May 12, 2006

平安レイサービス(2344)の決算発表

 私の保有銘柄の一つ、冠婚葬祭業を主力とする平安レイサービスの決算発表(JASDAQ2344)があった。売上高9,018百万円(対前年比2.6%増)、経常利益1,463百万円(同13.8%増)、当期利益618百万円(同7.2%減)、営業CF1,343百万円(同5.7%増)と、すこぶる良くはないが、事前予想とほぼ同様の内容であるといえる。決算書をざっと見て、気がついた点は以下の通りである。
? 当期は、特別損失に計上されている452百万円が大きい。これは新しい会計基準が導入されたことに伴う一時的な費用なので来期は増益要因となる。
? 上記費用を補うために当初から想定されていたのか、もしくは業績が当初予想より下ぶれしたために、急遽実施したのかは不明だが、役員退職慰労引当金の辞退による戻入益150百万円が増益要因となっている。(創業経営者、さすがにIPOで儲けているだけあって立派である。
? セグメント情報によれば、冠婚事業の利益率の低下が激しく、堅調な葬祭事業がこれをカバーする形となっている。より利益率の高い葬祭事業の比率が高まったことで、営業利益率は改善している。(前期12.7%→当期14.5%)
? 税法上の同族会社であり、留保金課税がかかっている。これはもう少し配当するなり、同族持株比率を減らすなりして、ぜひとも解消して欲しい。
? 新規出店や葬祭業のフランチャイズビジネスを積極的に展開するとしているが、来期の業績予想が今期とほぼ横ばい程度であるのはやや不満が残る内容である。

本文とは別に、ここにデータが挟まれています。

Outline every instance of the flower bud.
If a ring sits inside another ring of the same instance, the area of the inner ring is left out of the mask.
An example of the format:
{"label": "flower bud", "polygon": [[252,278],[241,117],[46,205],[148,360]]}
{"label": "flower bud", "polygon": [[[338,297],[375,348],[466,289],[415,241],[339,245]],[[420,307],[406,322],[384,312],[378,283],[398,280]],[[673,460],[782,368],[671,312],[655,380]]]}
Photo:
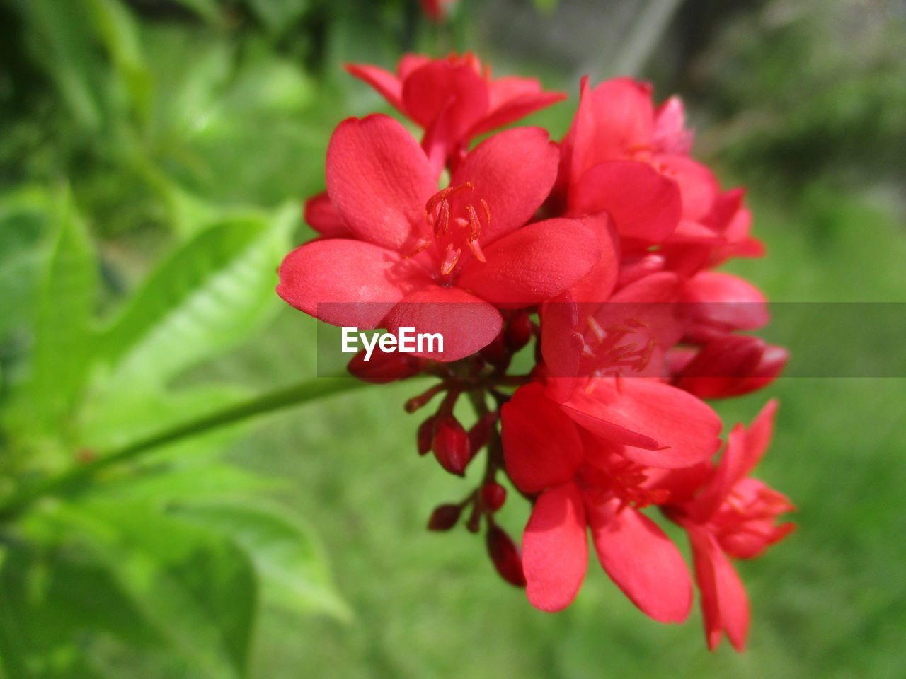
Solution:
{"label": "flower bud", "polygon": [[466,466],[472,459],[472,451],[466,429],[452,415],[438,420],[431,448],[440,466],[458,476],[465,475]]}
{"label": "flower bud", "polygon": [[365,360],[362,349],[352,357],[346,369],[364,382],[386,384],[418,375],[424,365],[424,359],[399,351],[381,351],[380,347],[375,347],[369,360]]}
{"label": "flower bud", "polygon": [[481,486],[481,502],[490,512],[496,512],[506,502],[506,489],[496,482]]}
{"label": "flower bud", "polygon": [[459,514],[462,513],[460,504],[439,504],[431,512],[431,518],[428,520],[429,531],[449,531],[459,521]]}
{"label": "flower bud", "polygon": [[525,587],[525,576],[522,572],[522,555],[509,535],[499,526],[491,525],[487,529],[487,553],[494,568],[500,577],[511,585]]}
{"label": "flower bud", "polygon": [[500,413],[496,410],[485,413],[468,430],[468,443],[473,454],[487,445],[499,416]]}
{"label": "flower bud", "polygon": [[748,335],[726,335],[708,342],[681,366],[673,384],[699,398],[727,398],[760,389],[786,365],[783,347]]}
{"label": "flower bud", "polygon": [[516,353],[532,340],[534,333],[532,317],[525,311],[519,311],[506,324],[504,330],[504,343],[511,353]]}
{"label": "flower bud", "polygon": [[431,449],[434,441],[434,425],[437,424],[438,416],[432,415],[419,426],[419,433],[416,435],[416,441],[419,446],[419,454],[424,455]]}

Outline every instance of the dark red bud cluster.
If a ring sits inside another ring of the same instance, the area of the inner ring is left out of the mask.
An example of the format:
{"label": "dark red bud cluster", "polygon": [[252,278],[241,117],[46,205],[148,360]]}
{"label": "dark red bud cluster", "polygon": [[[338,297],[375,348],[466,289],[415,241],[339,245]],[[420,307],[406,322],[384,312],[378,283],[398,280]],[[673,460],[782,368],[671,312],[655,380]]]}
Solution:
{"label": "dark red bud cluster", "polygon": [[488,512],[496,512],[506,502],[506,489],[490,481],[481,486],[481,502]]}
{"label": "dark red bud cluster", "polygon": [[449,531],[459,521],[461,504],[440,504],[434,508],[428,520],[429,531]]}
{"label": "dark red bud cluster", "polygon": [[441,416],[435,422],[431,450],[440,466],[458,476],[466,473],[466,467],[472,459],[468,434],[452,415]]}
{"label": "dark red bud cluster", "polygon": [[486,542],[487,554],[500,577],[516,587],[525,587],[525,576],[522,571],[522,555],[506,531],[492,523],[487,528]]}
{"label": "dark red bud cluster", "polygon": [[757,391],[783,371],[789,352],[749,335],[711,340],[688,362],[674,366],[673,384],[699,398],[727,398]]}
{"label": "dark red bud cluster", "polygon": [[350,360],[346,369],[352,377],[371,384],[387,384],[411,378],[421,372],[425,359],[398,351],[382,351],[375,347],[369,360],[362,349]]}

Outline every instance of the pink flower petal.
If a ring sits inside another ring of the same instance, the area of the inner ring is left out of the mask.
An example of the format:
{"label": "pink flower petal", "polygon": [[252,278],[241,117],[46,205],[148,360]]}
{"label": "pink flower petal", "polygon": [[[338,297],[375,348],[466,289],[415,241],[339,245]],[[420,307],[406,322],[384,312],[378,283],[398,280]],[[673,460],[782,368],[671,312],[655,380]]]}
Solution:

 この銘柄の特徴はずばり、互助会会員の生前払込金である前払式特定取引前受金(15,492百万円)の性質を有利子負債と同様に見るかどうかにかかっている。
これが、実質的に返済義務のない将来のサービス提供のための前受金であると定義すると、有利子負債は実質的にゼロであり、資産サイドの価値ががぜん高まる。現金預金が4,499百万円、供託金が4,086百万円、土地(簿価ベース)が6,548百万円、投資有価証券1,692百万円、長期性預金600百万円、占めて17,425百万円である。これに毎期営業CFが1,300百万円程度安定的に創出するビジネスがある。
これに葬祭ビジネスが隠れた成長産業であることを考えると、現在の時価総額は12,159百万円は、いかにも割安だと思う。

それにしても低採算の結婚式場は早くやめて高採算の、葬儀サービスだけにしてもらえればと、常々思っている。